Oswego (WSYR-TV) - After deliberating a little more than eleven hours over two days, a jury found 28-year-old Alan Jones, the stepbrother of 11-year-old Erin Maxwell, guilty of her murder.
The district attorney made his case that Jones put a rope around Erin's neck and strangled her.
“I suppose you thought I'd be doing a dance out here, but it’s sad,” says Colleen Scott, who started the advocacy group Justice for Erin. “One person dead, another is going to spend the majority of his life in prison.”
Scott started the group after the girl's death. Despite the guilty verdict, she says there can never really be justice.
“Erin will never have her life back. You can never go back to being an 11-year-old girl that liked to sing, play and read,” says Scott.
The women, who never met Erin, sat in the courtroom daily -- a vigil of sorts for a little girl that died too soon.

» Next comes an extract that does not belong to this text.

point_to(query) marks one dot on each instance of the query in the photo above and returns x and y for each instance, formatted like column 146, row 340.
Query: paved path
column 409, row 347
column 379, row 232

“She should be living her life, and her life was taken from her,” says Justice for Erin member Allison Ryder.
The Maxwells were noticeably emotional, too, when the jury foreman declared Alan Jones guilty of killing his stepsister. Jones buried his face in his hands when the verdict was read.
“My son can't come home. My daughter is dead ... everything's gone,” Lynn says.
Defense attorney Sal Lanza will immediately file for an appeal. The family is confident it'll go in Jones's favor.
“We will fight it and we will overturn it,” says Jones’ father, John Jones.
“I think this case was too hot for too long here ... I think people are too emotionally involved,” Lynn Maxwell says.
Ryder, though, isn’t worried about the verdict being overturned. “Because I have faith in God,” she says.
Lanza pointed to other cases that used the depraved indifference indictment, which then got overturned by the appellate court.
District Attorney Donald Dodd, however, said they found the truth about how Erin died.
For Lynn, there’s really only one person who knows the truth.
“[Alan] knows the truth. He knows he never hurt his sister,” she says.
Jones will be sentenced November 6th. He faces a maximum of 25 years to life.